La politica volta pagina e apre un nuovo ciclo. Sta per nascere un nuovo Governo con molte più speranze che interrogativi.
E’ come se la XVIII^ legislatura iniziasse ora, con 15 mesi di ritardo. Il clamoroso autogol di Matteo Salvini ha innescato una inaspettata, e per certi versi miracolosa, reductio ad unitatem, cioè una ricomposizione dell’unità e dell’ordine naturale della cose.
A cominciare dal ritorno al rispetto delle prerogative costituzionali di un Presidente del Consiglio non più politicamente subalterno nei confronti dei vice Premier leader dei due partiti di maggioranza.
Dietro il braccio di ferro su Ministeri e spoil system, la svolta più profonda è quella determinata dall’alleanza politica omogenea fra grillini e dem. Per il movimento post ideologico dei 5 Stelle, che assieme a tutte le frangie dell’anti politica, dai no tav, ai no vax, no Euro, no Tap, no Muos, Forconi e così via, ha coagulato in questi anni il disagio e la rabbia dei cittadini contro la corruzione e gli sperperi dei partiti, l’incontro con la solida tradizione di un Partito Democratico erede delle più radicate forze popolari del Paese rappresenta un notevole innesto di concreta esperienza politica.
Un innesto che per entrambi si inscrive nelle esigenze della società civile. Lo evidenziano i temi delle diseguaglianze e della green economy, sottolineati dal segretario del Pd Nicola Zingaretti, e gli impegni per l’occupazione giovanile, lo sviluppo e la legalità rilanciati da Luigi Di Maio.

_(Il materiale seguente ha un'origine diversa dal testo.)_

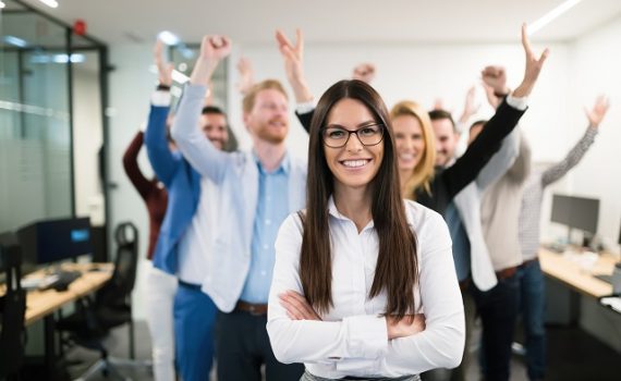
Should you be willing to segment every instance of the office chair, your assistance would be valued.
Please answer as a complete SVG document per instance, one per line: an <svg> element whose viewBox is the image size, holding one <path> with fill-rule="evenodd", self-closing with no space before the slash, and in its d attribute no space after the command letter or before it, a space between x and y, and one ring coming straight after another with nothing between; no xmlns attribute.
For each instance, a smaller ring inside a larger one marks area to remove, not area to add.
<svg viewBox="0 0 621 381"><path fill-rule="evenodd" d="M76 311L57 322L57 330L69 333L64 344L76 344L99 351L101 358L94 364L78 380L86 380L101 371L104 376L113 376L125 380L104 346L104 339L112 328L129 324L130 357L134 353L134 322L132 319L132 291L136 281L138 263L138 231L131 222L117 226L117 258L111 279L95 295L95 298L81 298Z"/></svg>
<svg viewBox="0 0 621 381"><path fill-rule="evenodd" d="M16 243L0 243L0 267L7 274L7 291L0 297L0 379L19 380L26 344L26 292L20 284L21 248Z"/></svg>

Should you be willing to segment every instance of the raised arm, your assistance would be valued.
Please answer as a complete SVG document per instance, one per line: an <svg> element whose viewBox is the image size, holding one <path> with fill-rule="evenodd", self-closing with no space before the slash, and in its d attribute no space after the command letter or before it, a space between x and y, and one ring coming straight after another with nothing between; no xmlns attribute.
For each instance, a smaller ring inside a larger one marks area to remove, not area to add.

Al battesimo del Giuramento al Quirinale, all’inizio della settimana entrante, davanti al Presidente della Repubblica Sergio Mattarella, esempio e garanzia di maieutica costituzionale, si appresta dunque a presentarsi un esecutivo di svolta e di legislatura con peculiarità che lasciano intravedere la netta prevalenza delle speranze sui timori.
L’integrazione fra le due ritrovate anime della nuova maggioranza giallo rossa si prospetta infatti notevolmente più coesa e genuina rispetto alla negazione della politica rappresentata dal contratto di governo fra Lega e 5 Stelle. Che difatti hanno proseguito a contrapporsi in una campagna elettorale senza esclusione di colpi, ma esiziale per le istituzioni, su infrastrutture, autonomie regionali, flat tax, Europa, politica estera, immigrazione, Giustizia e sicurezza, per citare soltanto gli scontri più clamorosi.

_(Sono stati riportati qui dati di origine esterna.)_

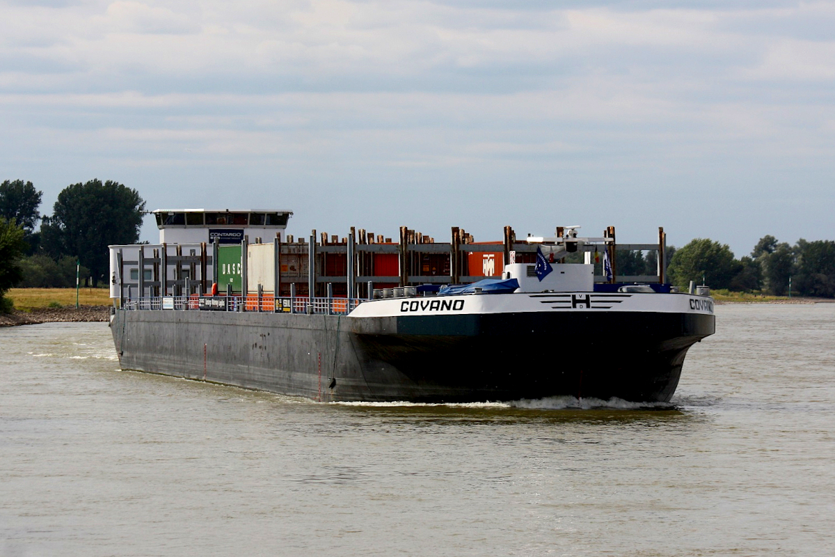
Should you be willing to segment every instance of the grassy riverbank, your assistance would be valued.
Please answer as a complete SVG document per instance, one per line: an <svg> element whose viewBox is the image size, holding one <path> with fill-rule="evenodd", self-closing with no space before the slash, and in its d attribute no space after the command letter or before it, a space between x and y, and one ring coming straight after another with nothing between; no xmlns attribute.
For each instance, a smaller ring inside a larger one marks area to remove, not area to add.
<svg viewBox="0 0 835 557"><path fill-rule="evenodd" d="M14 309L22 311L45 307L75 307L74 288L13 288L6 296L14 302ZM109 306L110 291L107 288L82 288L78 291L81 306Z"/></svg>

Risolte le problematiche dell’attribuzione dei Ministeri, problematiche in qualche caso anche imbarazzanti, come il tormentone della Vice presidenza del Consiglio per Di Maio, il Premier saldamente riconfermato Giuseppe Conte procederà al varo dinnanzi al Parlamento del 66° Governo della Repubblica.
E da metà settembre collauderà nel mare aperto delle difficoltà della legge di bilancio e lungo gli stretti degli equilibri sociali e internazionali, l’affidabilità di un esecutivo sul quale si stanno accumulando le speranze e gli ideali dell’Italia bella, come l’ha definita Zingaretti, che vuole crescere e modernizzarsi, offrire prospettive e lavoro ai giovani e continuare ad essere un faro di civiltà, cultura e arte.

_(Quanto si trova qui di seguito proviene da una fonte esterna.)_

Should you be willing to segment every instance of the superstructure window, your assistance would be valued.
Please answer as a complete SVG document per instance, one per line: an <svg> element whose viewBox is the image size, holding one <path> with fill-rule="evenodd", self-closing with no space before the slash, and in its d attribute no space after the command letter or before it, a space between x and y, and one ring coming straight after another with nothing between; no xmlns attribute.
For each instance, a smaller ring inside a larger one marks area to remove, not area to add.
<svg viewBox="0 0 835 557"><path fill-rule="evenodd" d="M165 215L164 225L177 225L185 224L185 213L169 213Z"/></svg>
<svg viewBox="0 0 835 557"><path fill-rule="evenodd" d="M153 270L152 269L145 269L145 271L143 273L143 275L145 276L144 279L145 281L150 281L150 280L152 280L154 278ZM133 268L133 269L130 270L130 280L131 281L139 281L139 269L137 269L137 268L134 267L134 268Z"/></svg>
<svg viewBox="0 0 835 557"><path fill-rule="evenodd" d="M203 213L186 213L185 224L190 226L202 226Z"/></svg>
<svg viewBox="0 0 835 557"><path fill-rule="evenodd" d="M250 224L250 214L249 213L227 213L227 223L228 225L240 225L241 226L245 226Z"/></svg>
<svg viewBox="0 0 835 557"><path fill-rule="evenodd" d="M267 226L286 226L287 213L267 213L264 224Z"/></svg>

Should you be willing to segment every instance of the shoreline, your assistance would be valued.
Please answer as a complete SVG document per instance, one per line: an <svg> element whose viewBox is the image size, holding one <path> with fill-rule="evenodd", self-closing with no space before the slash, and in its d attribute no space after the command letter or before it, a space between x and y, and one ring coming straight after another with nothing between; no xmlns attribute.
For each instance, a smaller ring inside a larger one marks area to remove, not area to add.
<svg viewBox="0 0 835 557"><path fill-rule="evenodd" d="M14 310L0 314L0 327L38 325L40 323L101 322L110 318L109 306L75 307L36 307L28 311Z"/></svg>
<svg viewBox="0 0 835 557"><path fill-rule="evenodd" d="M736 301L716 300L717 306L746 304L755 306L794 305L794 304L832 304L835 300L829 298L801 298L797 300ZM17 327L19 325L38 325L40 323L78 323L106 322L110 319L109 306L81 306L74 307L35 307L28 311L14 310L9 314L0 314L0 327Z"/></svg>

Un “September Morn” della politica italiana con un inedito orizzonte istituzionale e programmatico.
Un orizzonte che potrà essere incrinato soltanto dalle ricorrenti lacerazioni del Pd e della sinistra, per non parlare delle incontrollate fibrillazioni dei 5 Stelle, che comunque in una prospettiva medio lunga sembrano destinati ad essere “inglobati” ed elettoralmente riassorbiti dal Partito democratico.
Diametralmente opposti gli scenari sul fronte delle opposizioni. Il non ancora compiutamente spiegato autogol, o peggio boomerang, della fallita fuga di Ferragosto verso le elezioni di Salvini rischia di provocare conseguenze irrecuperabili per il centro destra e soprattutto per lo stesso leader della Lega.
Il tramonto delle prospettive elettorali lascia in mezzo al guado Giovanni Toti e i secessionisti degli ultimi giorni che hanno abbandonato Silvio Berlusconi. L’implosione di Forza Italia paradossalmente potrebbe inoltre rafforzare la maggioranza giallo rossa e in particolare l’ala renziana del Pd.
La lunga marcia di Salvini all’opposizione si preannuncia carica di insidie e veleni, interni e internazionali. E come già bisbiglia la rinata opposizione interna della Lega, far saltare la mosca al naso all’ex vice Premier e Ministro dell’Interno.